4. Maximum Absolute Sum of Any Subarray

You are given an integer array nums. The absolute sum of a subarray [numsl, numsl+1, ..., numsr-1, numsr] is abs(numsl + numsl+1 + ... + numsr-1 + numsr).

Return the maximum absolute sum of any (possibly empty) subarray of nums.

Note that abs(x) is defined as follows:

• If x is a negative integer, then abs(x) = -x.

• If x is a non-negative integer, then abs(x) = x.

Example 1:

Input: nums = [1,-3,2,3,-4]
Output: 5
Explanation: The subarray [2,3] has absolute sum = abs(2+3) = abs(5) = 5.

Example 2:

Input: nums = [2,-5,1,-4,3,-2]
Output: 8
Explanation: The subarray [-5,1,-4] has absolute sum = abs(-5+1-4) = abs(-8) = 8.

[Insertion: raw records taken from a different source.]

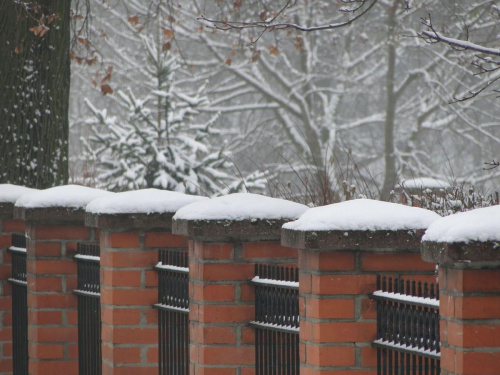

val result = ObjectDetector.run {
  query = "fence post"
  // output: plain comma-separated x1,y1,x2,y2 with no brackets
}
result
14,185,107,375
86,189,206,375
0,184,35,375
281,199,438,375
173,194,307,375
422,206,500,375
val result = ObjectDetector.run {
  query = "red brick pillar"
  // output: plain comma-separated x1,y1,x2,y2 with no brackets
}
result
173,194,307,375
15,185,107,375
422,206,500,375
0,184,35,375
86,189,206,375
281,200,438,375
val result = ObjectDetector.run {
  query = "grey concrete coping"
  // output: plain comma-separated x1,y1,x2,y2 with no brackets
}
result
421,241,500,267
281,229,425,252
0,202,14,219
85,212,175,230
172,219,290,241
14,207,85,225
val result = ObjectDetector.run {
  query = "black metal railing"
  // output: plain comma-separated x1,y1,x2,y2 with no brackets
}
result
251,264,300,375
74,243,102,375
155,249,189,375
9,234,28,375
372,276,441,375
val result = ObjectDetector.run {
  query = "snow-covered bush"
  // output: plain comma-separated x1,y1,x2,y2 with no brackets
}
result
82,37,265,195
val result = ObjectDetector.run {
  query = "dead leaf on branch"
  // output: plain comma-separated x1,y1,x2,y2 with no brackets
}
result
269,46,280,56
101,83,114,96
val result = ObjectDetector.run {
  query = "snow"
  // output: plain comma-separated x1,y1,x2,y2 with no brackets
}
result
400,177,451,189
283,199,440,231
174,193,308,221
16,185,113,208
0,184,38,203
422,206,500,243
87,189,208,214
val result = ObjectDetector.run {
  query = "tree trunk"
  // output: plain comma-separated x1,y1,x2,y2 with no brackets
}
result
381,1,397,201
0,0,71,188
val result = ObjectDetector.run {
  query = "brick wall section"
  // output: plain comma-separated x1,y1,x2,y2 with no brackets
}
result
282,230,435,375
86,214,187,375
15,207,96,375
0,203,24,375
422,242,500,375
173,221,297,375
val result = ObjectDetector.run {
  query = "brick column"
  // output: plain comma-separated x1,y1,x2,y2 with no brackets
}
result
173,194,306,375
15,185,107,375
281,200,437,375
86,189,206,375
0,184,36,375
422,232,500,375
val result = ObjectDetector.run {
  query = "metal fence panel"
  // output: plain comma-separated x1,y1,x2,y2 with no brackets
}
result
155,249,189,375
74,243,102,375
372,276,441,375
251,264,300,375
9,234,28,375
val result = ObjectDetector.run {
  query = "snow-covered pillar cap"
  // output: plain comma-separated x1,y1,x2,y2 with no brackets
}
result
85,189,208,229
422,206,500,268
0,184,38,217
281,199,440,250
172,193,308,240
14,185,113,222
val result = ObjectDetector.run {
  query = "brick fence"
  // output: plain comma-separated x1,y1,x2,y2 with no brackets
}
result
0,185,500,375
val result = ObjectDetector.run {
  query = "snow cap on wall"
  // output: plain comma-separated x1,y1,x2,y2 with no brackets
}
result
16,185,114,209
0,184,38,203
174,193,308,221
422,206,500,243
283,199,440,231
86,189,208,214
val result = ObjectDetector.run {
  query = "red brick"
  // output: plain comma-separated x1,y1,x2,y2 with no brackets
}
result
200,346,255,365
30,225,90,240
101,269,142,287
28,275,62,292
29,344,64,359
103,232,140,249
2,219,25,233
28,310,62,325
313,322,377,343
101,249,158,269
306,345,355,367
243,241,297,259
145,232,188,248
300,251,354,271
28,259,76,275
448,322,500,348
194,242,234,259
305,298,354,319
193,284,234,302
198,305,255,323
312,275,376,295
29,241,61,257
455,352,500,375
240,284,255,302
199,263,255,281
146,270,158,287
454,296,500,319
101,286,158,306
102,325,158,344
102,306,141,325
361,252,435,272
28,326,78,342
102,345,141,365
28,293,77,309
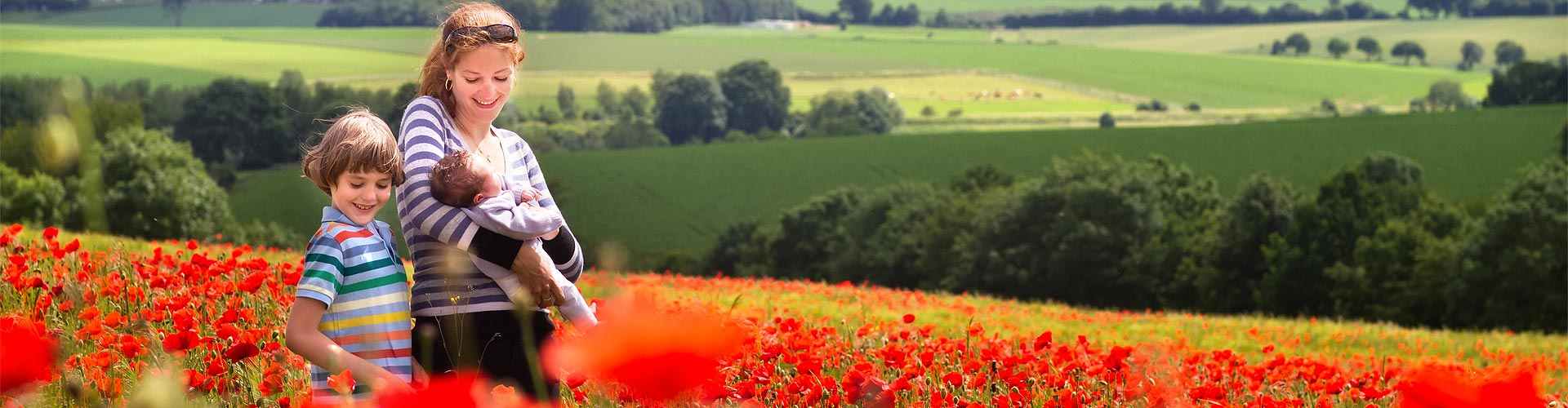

Solution: (Using Kadane's Algorithm)

Approach: Finding the max Sum possible Finding the min sum possible Checking the max.

class Solution
{
public:
    int maxAbsoluteSum(vector<int> &nums)
    {

        int s = 0;
        int maxSum = INT_MIN;
        int minSum = INT_MAX;

        //Finding the max sum subarray
        for (int i = 0; i < nums.size(); i++)
        {
            s += nums[i];
            if (s > maxSum)
            {
                maxSum = s;
            }

            if (s < 0)
            {
                s = 0;
            }
        }

        //Finding the min sum subarray
        s = 0;
        for (int i = 0; i < nums.size(); i++)
        {
            s += nums[i];
            if (s < minSum)
            {
                minSum = s;
            }

            if (s > 0)
            {
                s = 0;
            }
        }

        return max(maxSum, abs(minSum));
    }
};

Time Complexity: O(n)